When it comes to housing markets with a larger than normal share of non-owner occupied mortgaged residential property, Southern and Western cities tend to be top of this sector.
According to new data from Lending Tree
, Oklahoma City leads the nation’s major metro areas with non-owner occupied mortgaged properties: 15.4 percent of its housing stock falls into this category. Other major markets with a large percentage of non-owner occupied mortgaged residential properties are Philadelphia (14.6 percent), Memphis (14.6 percent), Miami (14.5 percent), San Francisco (13.9 percent), New Orleans (13.4 percent), Las Vegas (12.9 percent), New York City (12.9 percent), Los Angeles (12.5 percent) and Riverside, Calif. (12.2 percent).
At the other end of the spectrum, Detroit had the lowest percentage with only 5.2 percent, followed by Cleveland with 5.7 percent and Hartford, Conn., with 5.9 percent.
“Southern cities may be attracting investors due to low prices and growing populations,” said Lending Tree Chief Economist Tendayi Kapfidze. “Many residents in Southern cities may not be able to access home ownership due to lower median salaries, creating a ready pool of renters. In the West, the opportunity for rapid price appreciation is likely attracting investors. But high prices also suppress homeownership, creating a pool of renters.”

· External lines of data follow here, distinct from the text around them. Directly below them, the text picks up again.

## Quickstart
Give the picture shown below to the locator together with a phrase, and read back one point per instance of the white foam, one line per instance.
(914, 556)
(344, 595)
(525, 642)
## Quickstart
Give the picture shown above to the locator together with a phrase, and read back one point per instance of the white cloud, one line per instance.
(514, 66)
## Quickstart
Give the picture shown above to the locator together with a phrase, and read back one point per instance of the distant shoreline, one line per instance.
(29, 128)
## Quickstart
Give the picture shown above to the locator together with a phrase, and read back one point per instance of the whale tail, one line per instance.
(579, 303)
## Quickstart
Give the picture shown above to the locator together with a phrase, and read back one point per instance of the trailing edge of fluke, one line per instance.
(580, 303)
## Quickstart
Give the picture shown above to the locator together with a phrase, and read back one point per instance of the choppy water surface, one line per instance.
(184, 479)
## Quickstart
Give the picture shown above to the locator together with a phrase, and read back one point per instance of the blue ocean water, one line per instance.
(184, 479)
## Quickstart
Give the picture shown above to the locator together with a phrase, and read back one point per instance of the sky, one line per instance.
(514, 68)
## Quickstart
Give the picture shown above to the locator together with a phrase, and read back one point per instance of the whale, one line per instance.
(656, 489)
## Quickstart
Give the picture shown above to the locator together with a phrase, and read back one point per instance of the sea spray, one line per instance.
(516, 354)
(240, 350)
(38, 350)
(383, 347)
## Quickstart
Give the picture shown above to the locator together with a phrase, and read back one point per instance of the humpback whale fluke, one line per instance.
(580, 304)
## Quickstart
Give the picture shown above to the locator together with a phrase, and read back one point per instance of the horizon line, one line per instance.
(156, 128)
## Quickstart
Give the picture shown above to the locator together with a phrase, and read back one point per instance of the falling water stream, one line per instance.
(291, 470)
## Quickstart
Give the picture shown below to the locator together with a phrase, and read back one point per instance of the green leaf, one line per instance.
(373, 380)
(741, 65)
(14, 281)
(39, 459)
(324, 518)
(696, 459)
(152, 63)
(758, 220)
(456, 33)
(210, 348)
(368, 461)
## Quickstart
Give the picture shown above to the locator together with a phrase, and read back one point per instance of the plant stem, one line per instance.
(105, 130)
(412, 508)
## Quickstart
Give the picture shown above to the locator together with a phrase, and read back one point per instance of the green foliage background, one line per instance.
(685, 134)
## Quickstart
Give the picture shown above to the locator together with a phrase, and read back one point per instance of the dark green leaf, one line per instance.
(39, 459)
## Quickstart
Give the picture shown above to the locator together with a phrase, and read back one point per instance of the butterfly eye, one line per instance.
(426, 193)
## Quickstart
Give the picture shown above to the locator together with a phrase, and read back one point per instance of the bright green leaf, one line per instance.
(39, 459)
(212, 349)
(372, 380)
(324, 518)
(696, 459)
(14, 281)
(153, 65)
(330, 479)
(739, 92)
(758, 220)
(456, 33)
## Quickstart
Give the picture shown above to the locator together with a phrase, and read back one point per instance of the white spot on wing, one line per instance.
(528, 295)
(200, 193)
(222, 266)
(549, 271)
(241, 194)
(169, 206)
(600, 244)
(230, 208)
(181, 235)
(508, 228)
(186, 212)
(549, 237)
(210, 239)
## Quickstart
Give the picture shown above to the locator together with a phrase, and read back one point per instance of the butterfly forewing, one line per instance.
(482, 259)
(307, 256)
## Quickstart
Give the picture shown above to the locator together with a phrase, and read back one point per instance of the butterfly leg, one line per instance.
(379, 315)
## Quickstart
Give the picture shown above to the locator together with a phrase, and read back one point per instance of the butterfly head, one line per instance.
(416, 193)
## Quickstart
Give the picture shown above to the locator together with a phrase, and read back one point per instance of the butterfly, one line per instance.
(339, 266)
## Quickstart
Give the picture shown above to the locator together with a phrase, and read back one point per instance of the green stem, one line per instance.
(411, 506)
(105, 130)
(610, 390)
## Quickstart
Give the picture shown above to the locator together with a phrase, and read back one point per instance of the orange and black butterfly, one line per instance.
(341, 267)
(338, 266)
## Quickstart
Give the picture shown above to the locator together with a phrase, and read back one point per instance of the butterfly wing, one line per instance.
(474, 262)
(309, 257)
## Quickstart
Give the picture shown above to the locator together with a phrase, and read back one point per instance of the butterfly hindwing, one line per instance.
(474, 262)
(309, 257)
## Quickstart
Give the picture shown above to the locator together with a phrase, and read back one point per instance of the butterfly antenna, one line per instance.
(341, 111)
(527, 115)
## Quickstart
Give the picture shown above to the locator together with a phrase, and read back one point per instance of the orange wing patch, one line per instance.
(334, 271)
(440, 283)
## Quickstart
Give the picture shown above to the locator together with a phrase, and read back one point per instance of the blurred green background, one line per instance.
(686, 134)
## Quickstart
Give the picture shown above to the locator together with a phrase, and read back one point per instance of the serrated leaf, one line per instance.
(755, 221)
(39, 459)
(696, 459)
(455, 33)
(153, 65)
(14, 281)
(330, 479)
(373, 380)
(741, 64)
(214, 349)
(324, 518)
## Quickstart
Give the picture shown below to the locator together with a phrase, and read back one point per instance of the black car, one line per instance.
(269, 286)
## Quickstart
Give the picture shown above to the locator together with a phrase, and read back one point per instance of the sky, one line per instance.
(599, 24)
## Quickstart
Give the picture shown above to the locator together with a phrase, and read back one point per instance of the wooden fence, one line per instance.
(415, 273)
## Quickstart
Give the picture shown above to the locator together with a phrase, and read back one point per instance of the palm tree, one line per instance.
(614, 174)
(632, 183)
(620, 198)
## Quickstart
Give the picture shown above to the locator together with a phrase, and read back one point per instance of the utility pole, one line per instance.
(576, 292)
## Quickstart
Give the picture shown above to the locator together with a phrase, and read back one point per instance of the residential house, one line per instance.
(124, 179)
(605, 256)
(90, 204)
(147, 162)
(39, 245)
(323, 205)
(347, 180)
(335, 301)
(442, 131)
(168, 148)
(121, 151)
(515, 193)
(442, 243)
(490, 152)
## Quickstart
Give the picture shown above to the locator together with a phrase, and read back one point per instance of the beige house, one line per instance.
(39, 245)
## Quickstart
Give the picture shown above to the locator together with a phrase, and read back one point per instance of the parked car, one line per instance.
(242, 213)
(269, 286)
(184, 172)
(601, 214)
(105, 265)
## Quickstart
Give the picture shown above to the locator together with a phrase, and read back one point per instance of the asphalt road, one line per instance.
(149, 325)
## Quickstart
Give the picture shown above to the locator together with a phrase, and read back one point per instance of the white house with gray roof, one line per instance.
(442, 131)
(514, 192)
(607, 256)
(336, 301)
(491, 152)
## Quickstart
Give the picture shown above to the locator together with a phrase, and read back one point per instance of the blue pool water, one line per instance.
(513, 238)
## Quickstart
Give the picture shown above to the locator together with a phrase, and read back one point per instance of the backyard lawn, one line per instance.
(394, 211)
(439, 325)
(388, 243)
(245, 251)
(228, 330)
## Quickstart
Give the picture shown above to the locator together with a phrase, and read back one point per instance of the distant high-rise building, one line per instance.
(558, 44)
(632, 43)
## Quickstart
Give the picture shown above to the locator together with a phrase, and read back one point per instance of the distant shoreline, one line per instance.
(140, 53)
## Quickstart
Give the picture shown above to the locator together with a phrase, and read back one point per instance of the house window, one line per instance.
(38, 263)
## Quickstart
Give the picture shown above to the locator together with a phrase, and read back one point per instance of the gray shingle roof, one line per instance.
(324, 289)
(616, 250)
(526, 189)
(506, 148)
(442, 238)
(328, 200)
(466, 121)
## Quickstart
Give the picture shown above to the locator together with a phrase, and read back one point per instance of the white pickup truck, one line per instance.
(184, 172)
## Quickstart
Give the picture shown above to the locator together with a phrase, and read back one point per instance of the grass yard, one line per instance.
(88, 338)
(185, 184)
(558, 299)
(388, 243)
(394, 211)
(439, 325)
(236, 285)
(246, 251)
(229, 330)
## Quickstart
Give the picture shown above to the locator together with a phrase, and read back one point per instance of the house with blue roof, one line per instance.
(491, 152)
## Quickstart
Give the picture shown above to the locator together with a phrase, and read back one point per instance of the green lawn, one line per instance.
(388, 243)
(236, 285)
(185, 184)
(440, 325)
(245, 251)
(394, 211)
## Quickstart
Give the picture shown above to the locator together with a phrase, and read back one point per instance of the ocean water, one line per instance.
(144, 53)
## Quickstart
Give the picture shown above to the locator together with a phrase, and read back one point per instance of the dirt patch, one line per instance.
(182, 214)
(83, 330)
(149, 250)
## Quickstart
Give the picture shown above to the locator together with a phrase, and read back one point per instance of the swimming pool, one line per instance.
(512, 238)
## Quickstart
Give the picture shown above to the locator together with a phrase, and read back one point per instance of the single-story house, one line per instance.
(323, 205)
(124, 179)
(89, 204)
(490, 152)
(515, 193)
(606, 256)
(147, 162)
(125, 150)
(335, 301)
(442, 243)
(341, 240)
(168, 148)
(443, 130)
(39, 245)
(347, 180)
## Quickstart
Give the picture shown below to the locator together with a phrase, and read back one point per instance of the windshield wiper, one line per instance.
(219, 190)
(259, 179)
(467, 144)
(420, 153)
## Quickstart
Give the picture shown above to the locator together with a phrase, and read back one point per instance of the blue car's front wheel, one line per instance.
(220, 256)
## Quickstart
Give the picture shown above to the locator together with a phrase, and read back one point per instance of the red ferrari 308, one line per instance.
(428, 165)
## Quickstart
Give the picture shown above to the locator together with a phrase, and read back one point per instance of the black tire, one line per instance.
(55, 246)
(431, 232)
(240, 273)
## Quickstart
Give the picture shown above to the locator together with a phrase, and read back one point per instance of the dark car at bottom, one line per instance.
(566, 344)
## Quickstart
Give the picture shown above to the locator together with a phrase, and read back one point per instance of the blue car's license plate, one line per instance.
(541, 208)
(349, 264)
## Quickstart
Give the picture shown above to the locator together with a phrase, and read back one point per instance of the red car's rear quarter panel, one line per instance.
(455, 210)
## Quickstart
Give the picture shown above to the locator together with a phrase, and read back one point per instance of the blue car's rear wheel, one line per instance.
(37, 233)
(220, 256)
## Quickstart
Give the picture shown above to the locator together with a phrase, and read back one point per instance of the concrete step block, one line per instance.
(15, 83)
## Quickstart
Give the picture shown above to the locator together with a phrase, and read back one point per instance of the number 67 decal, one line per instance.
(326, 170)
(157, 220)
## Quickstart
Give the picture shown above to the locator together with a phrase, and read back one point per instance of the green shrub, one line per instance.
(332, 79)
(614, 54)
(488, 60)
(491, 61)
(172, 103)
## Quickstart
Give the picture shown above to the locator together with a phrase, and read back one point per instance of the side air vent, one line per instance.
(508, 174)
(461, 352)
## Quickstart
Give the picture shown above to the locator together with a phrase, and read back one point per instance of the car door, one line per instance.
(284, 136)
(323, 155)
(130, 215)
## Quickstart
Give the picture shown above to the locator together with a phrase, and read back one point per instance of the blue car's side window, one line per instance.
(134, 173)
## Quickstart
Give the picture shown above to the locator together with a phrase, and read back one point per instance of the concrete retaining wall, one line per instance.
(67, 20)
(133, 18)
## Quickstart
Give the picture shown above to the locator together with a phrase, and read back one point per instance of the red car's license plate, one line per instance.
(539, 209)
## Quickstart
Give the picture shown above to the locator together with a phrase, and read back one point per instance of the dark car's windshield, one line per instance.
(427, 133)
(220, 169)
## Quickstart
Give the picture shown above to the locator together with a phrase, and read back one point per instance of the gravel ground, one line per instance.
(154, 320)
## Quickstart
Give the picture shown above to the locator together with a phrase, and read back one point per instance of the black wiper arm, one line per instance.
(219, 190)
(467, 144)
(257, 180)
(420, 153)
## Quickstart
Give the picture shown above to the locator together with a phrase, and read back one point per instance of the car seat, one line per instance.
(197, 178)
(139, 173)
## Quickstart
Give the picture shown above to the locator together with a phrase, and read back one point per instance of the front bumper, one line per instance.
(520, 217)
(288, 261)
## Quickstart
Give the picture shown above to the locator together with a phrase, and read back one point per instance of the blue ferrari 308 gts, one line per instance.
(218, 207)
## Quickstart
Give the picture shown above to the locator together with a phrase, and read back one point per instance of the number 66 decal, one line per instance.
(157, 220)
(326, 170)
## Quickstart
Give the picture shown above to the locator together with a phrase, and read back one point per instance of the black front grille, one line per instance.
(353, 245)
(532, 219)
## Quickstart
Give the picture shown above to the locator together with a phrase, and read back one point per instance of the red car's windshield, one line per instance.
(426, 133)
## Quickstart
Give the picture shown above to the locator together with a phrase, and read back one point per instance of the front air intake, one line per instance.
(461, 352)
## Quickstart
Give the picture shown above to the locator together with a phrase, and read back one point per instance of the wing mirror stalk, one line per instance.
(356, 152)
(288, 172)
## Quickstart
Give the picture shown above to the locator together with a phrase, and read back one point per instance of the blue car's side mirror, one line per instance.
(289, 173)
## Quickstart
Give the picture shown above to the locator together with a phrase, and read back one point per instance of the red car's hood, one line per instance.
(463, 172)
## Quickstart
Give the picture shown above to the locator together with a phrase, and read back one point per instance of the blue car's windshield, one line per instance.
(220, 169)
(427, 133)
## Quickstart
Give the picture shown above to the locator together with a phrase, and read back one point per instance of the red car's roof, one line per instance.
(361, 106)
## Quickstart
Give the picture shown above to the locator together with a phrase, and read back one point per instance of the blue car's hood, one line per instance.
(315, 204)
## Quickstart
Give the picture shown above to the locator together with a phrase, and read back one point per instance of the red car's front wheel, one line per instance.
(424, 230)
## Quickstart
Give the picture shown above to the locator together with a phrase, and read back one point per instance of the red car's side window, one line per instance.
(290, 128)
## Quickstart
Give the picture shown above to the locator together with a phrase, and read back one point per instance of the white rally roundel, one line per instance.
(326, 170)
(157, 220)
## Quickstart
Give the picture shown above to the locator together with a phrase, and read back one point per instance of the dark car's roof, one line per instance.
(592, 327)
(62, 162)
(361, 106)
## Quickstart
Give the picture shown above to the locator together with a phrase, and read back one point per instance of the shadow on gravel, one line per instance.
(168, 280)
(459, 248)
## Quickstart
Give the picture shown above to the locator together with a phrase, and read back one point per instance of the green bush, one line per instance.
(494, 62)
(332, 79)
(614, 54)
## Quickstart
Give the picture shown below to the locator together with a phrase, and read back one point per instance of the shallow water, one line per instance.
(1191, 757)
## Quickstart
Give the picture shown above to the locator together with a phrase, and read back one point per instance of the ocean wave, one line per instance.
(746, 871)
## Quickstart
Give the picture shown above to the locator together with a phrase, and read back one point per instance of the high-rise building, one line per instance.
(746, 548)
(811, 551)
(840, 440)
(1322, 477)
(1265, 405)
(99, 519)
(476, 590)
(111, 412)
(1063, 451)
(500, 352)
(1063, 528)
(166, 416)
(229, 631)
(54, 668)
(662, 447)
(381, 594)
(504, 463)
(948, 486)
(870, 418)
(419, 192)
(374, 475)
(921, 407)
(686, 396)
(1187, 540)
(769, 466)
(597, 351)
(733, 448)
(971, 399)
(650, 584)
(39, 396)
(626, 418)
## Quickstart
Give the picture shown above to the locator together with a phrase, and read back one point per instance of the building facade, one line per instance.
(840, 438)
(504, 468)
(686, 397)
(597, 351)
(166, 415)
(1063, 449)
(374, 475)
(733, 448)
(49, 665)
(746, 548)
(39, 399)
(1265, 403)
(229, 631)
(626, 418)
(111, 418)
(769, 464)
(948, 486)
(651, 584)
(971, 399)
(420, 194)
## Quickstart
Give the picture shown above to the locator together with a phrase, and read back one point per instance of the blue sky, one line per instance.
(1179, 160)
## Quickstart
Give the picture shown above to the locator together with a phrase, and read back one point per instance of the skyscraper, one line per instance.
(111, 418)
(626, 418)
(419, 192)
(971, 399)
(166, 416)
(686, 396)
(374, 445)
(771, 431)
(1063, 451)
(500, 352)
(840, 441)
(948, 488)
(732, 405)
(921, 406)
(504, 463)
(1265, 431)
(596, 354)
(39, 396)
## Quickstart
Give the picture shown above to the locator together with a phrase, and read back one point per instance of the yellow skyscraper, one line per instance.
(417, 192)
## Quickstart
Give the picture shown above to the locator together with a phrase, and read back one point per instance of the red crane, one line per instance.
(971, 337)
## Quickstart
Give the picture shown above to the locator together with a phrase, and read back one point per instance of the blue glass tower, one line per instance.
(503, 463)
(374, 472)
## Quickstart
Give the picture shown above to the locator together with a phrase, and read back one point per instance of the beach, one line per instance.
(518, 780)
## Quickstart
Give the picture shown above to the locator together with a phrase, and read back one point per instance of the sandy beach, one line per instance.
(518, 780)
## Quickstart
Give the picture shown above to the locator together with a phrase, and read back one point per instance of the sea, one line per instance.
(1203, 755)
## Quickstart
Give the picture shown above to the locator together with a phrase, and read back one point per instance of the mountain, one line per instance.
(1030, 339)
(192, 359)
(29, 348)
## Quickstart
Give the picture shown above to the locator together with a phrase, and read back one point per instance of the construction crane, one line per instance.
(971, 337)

Kapfidze added Northeastern and Midwestern markets with affordable homes means “the opportunity to be a homeowner is high and less appreciation attracts less investors. The homeownership rate in the top 10 cities is an average 59 percent compared with just 67 percent in the bottom 10. Even Detroit, a city often cited as having a challenging housing market, has a homeownership rate above all the top 10 cities.”